Ninety percent of being successful is returning phone calls and emails.

So far, under her leadership, the city has undertaken the most comprehensive affordable-housing program in American history, launched citywide ferry service, and invested heavily in advanced manufacturing, biotech, and technology. “Cities need to grow if they want to be successful,” says Glen. “Can you think of a time more important than now to have a city where we are continuing to welcome people? Look what’s going on in the world. If New York City isn’t pro-growth, then we have lost the plot completely.”

For Glen, pro-growth and pro-women go hand in hand, a vision that’s evolved significantly since she arrived at City Hall. Initially, Glen really liked the idea of giving female entrepreneurs a boost, so in 2016, she launched WE (Women Entrepreneurs) NYC, the first project of its kind to offer training, services, and funding to women-led businesses. Under its umbrella, Glen recently launched WE Venture and WE Legal in order, she says, “to put together as many pieces of the puzzle to be successful as possible.” But it took Trump to make Glen realize where her true mission lay—that it wasn’t just the future female fat cats of NYC that she wanted to empower but women of all professions and ambitions: the sanitation workers and the nurses and the bus drivers and the teen moms and the politicians and, yes, the aspiring gazillionaires too.

“When Trump won, I was like, ‘That’s it.’ On one level, you wanted to just get under the covers and drink, but then I thought, ‘Wow, what more important time for cities to become more relevant, to be places of progressive thinking, places where you can push back?’ Everybody here was invigorated and excited about the idea of making our city sort of the antidote to everything that was going on. I said, ‘Let’s take this women thing and just blow it up. Wouldn’t it be amazing if we tried to put forth the case and the brand that New York City is the best city in the United States and, dare I say, hopefully, in the world, for women to make it?’ ”

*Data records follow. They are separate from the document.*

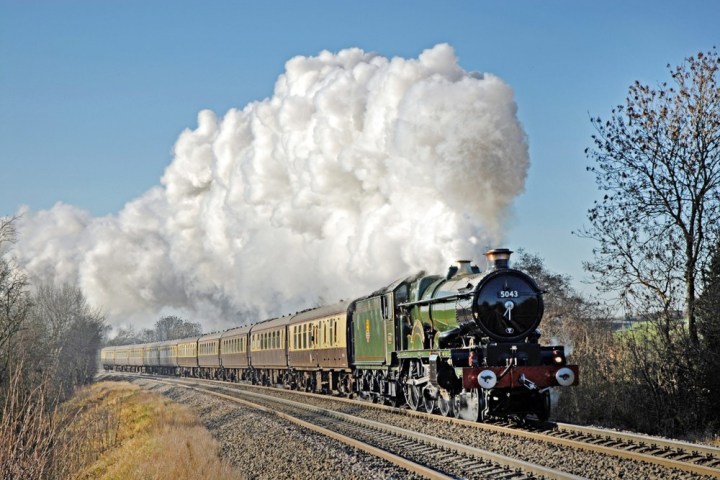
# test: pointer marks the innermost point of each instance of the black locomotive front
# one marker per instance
(488, 361)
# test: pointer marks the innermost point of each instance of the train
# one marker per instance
(464, 344)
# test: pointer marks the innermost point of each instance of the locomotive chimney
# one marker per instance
(464, 267)
(461, 267)
(499, 257)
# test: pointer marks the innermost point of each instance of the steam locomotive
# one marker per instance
(464, 344)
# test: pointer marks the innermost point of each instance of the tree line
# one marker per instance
(50, 338)
(656, 161)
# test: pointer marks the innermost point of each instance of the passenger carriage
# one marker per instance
(168, 357)
(209, 355)
(234, 354)
(318, 349)
(268, 352)
(187, 357)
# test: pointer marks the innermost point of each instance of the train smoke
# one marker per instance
(359, 169)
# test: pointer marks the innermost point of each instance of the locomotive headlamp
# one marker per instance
(499, 257)
(565, 377)
(487, 379)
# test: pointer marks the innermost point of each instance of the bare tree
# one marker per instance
(658, 160)
(14, 297)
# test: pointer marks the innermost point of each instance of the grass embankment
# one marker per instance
(123, 432)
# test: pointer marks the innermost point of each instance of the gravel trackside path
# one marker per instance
(264, 446)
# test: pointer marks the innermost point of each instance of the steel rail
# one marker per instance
(681, 465)
(435, 443)
(642, 439)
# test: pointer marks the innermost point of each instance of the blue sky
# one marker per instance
(93, 95)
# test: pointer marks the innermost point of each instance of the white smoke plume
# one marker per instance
(358, 170)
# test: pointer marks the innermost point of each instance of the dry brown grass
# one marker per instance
(27, 431)
(122, 432)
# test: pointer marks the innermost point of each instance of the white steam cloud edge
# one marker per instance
(358, 170)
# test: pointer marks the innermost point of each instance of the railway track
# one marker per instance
(698, 461)
(701, 460)
(426, 455)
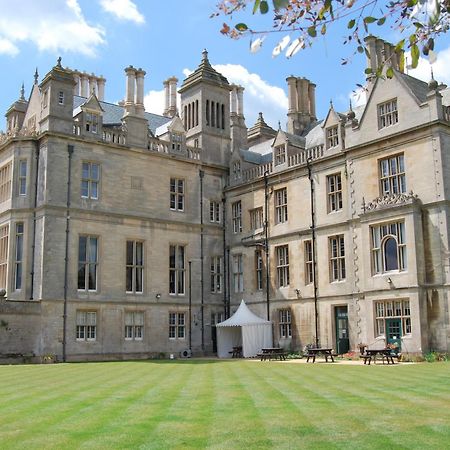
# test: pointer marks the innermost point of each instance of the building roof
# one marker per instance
(113, 114)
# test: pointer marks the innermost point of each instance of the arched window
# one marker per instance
(390, 254)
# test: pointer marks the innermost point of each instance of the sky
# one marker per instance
(166, 38)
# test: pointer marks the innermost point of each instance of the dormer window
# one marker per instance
(236, 170)
(177, 140)
(280, 155)
(332, 137)
(387, 114)
(92, 122)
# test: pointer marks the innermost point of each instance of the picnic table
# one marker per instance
(313, 352)
(373, 353)
(272, 353)
(236, 352)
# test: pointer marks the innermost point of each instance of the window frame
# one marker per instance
(337, 258)
(281, 205)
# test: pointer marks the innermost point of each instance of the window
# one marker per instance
(90, 179)
(256, 218)
(176, 194)
(23, 177)
(19, 257)
(177, 326)
(177, 140)
(176, 269)
(332, 137)
(135, 266)
(392, 309)
(214, 211)
(334, 191)
(87, 263)
(387, 114)
(236, 170)
(238, 275)
(388, 247)
(309, 268)
(282, 253)
(4, 234)
(259, 269)
(92, 122)
(134, 325)
(392, 175)
(281, 205)
(5, 182)
(86, 326)
(284, 318)
(236, 211)
(216, 274)
(337, 258)
(280, 155)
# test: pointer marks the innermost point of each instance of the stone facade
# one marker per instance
(125, 234)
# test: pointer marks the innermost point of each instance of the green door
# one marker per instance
(394, 332)
(342, 341)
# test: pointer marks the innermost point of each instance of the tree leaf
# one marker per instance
(241, 27)
(256, 6)
(264, 7)
(312, 31)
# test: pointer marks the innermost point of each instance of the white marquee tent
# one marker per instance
(245, 329)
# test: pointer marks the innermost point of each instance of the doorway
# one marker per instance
(341, 321)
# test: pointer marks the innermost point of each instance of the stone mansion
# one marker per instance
(125, 234)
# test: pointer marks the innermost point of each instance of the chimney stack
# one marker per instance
(302, 104)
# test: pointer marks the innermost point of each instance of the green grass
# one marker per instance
(224, 405)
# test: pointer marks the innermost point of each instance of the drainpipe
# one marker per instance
(313, 241)
(66, 256)
(202, 315)
(266, 239)
(225, 267)
(33, 245)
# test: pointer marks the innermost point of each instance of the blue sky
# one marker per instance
(166, 38)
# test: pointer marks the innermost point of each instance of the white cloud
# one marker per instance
(259, 95)
(440, 67)
(52, 25)
(123, 10)
(8, 48)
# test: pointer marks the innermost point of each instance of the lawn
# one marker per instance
(234, 404)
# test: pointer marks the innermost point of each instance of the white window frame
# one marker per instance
(380, 234)
(282, 255)
(177, 325)
(90, 180)
(23, 169)
(392, 175)
(216, 274)
(238, 273)
(134, 325)
(334, 192)
(90, 261)
(387, 113)
(337, 258)
(177, 194)
(236, 213)
(134, 266)
(281, 211)
(177, 269)
(86, 325)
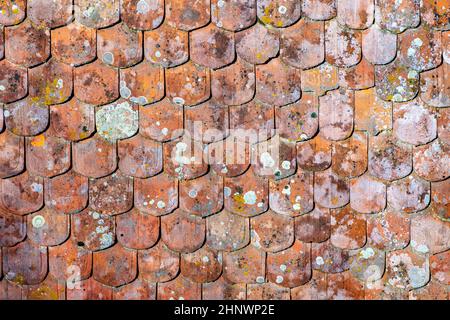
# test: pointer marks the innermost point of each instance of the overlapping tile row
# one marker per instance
(101, 198)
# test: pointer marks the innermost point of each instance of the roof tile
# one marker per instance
(115, 266)
(291, 267)
(119, 46)
(227, 232)
(158, 264)
(183, 232)
(93, 230)
(137, 230)
(302, 45)
(142, 15)
(166, 46)
(22, 194)
(157, 195)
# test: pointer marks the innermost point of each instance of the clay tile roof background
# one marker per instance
(99, 103)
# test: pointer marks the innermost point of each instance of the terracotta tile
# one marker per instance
(379, 45)
(420, 49)
(142, 15)
(367, 194)
(314, 226)
(27, 45)
(166, 46)
(203, 265)
(202, 196)
(350, 156)
(94, 157)
(388, 230)
(278, 13)
(254, 121)
(247, 194)
(22, 194)
(89, 289)
(162, 121)
(319, 9)
(440, 267)
(267, 291)
(137, 230)
(388, 158)
(13, 11)
(184, 159)
(275, 158)
(314, 154)
(320, 79)
(227, 232)
(47, 156)
(73, 120)
(12, 156)
(292, 196)
(246, 265)
(179, 289)
(431, 161)
(182, 232)
(361, 76)
(182, 15)
(26, 117)
(25, 263)
(188, 84)
(50, 15)
(372, 114)
(316, 288)
(73, 44)
(396, 82)
(158, 264)
(47, 227)
(98, 14)
(277, 84)
(302, 45)
(96, 83)
(142, 84)
(272, 232)
(207, 122)
(327, 258)
(70, 262)
(234, 15)
(257, 44)
(111, 194)
(343, 286)
(342, 46)
(397, 16)
(223, 290)
(336, 113)
(157, 195)
(368, 264)
(291, 267)
(409, 194)
(140, 157)
(299, 121)
(435, 86)
(115, 266)
(330, 190)
(14, 80)
(13, 229)
(234, 84)
(49, 289)
(119, 46)
(212, 47)
(406, 270)
(92, 230)
(429, 234)
(137, 290)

The ultimate vision for Women.nyc, Glen says, is almost for it to function as a kind of Google for women. “I want to make this the simple go-to place, no matter what their question is. When you think, ‘Can I still get the morning-after pill?’ you go to Women.nyc and we tell you. On the subway when you see an ad that makes you want to start a shoe company, you go on Women.nyc and learn how to sign up for a shoemaking course at FIT. At a dinner party, when all the bros are sitting around talking about the capital they’ve just raised from their connections at UBS, I want women to be able to go to Women.nyc and get an appointment with a venture-capital specialist the next day,” says Glen, who, when she’s not working, has a fondness for “good TV” like the true-crime documentary The Staircase and admits to being an “obsessive” skier known to skip town when there’s a big dump of powder in Utah. “I hate the gym,” she says. “I don’t understand these power women who somehow get up before work and go to the gym for two hours, but I am a very serious skier.”

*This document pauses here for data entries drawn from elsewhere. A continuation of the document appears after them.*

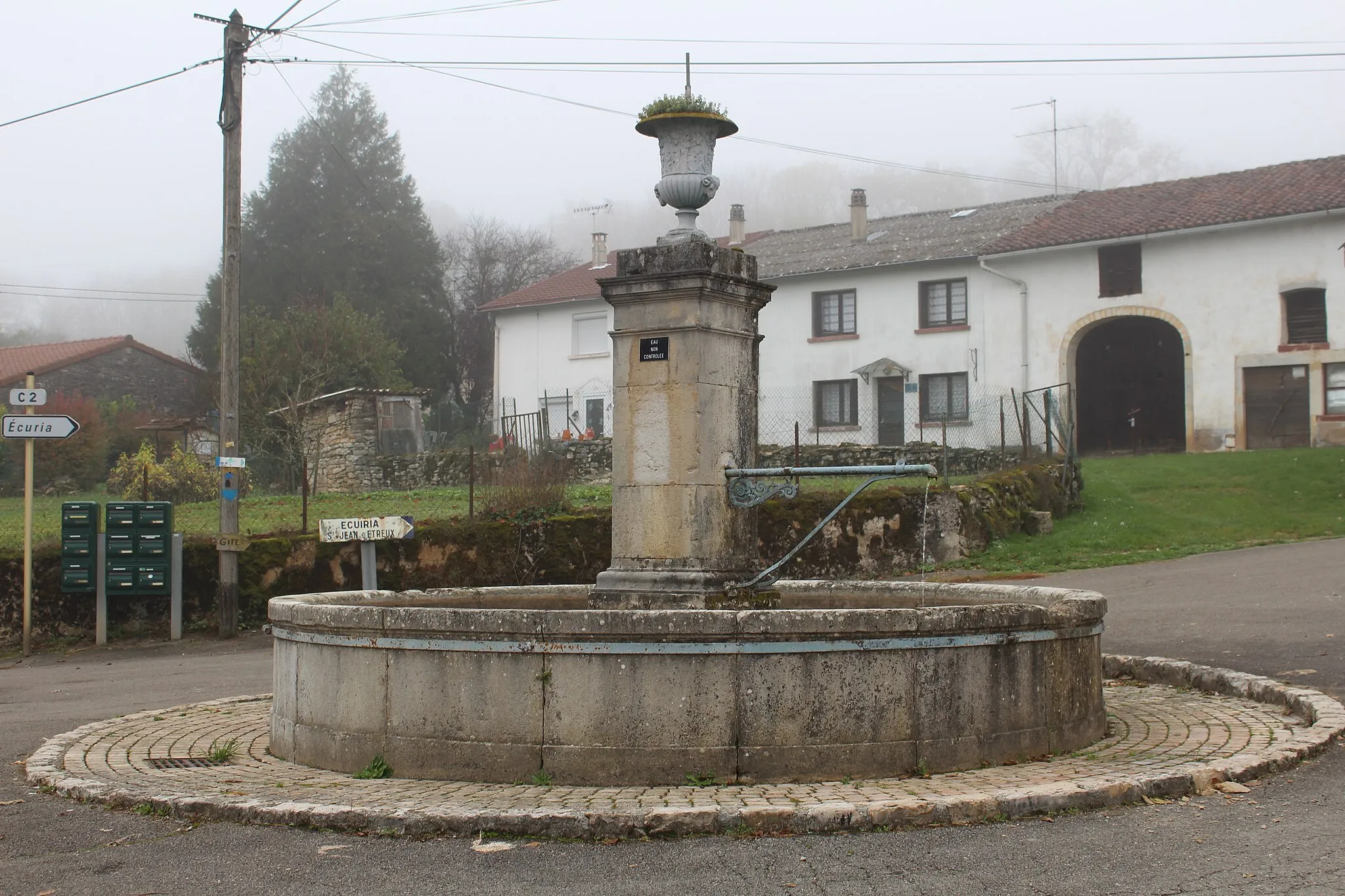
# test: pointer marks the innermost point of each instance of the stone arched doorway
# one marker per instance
(1130, 381)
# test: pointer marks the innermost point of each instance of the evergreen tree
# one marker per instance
(338, 215)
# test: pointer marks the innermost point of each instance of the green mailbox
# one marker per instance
(78, 545)
(139, 547)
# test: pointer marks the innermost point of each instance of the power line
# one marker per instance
(427, 14)
(79, 102)
(825, 43)
(283, 15)
(621, 64)
(92, 289)
(580, 68)
(108, 299)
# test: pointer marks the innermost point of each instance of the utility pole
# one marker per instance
(232, 125)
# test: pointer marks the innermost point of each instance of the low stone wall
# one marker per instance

Of course, not everyone is crazy about Glen’s vision for a female-dominated NYC. “There are huge segments of people who are like, ‘How can you focus on women? It’s got to be all about inclusivity.’ That’s true, but I say, ‘Why don’t we start with fixing the basics?’ Once women make as much or more than men, then I’ll worry about the rest of it, but right now, this is the most pronounced example of overt and systemic discrimination on the planet, and that has to change.”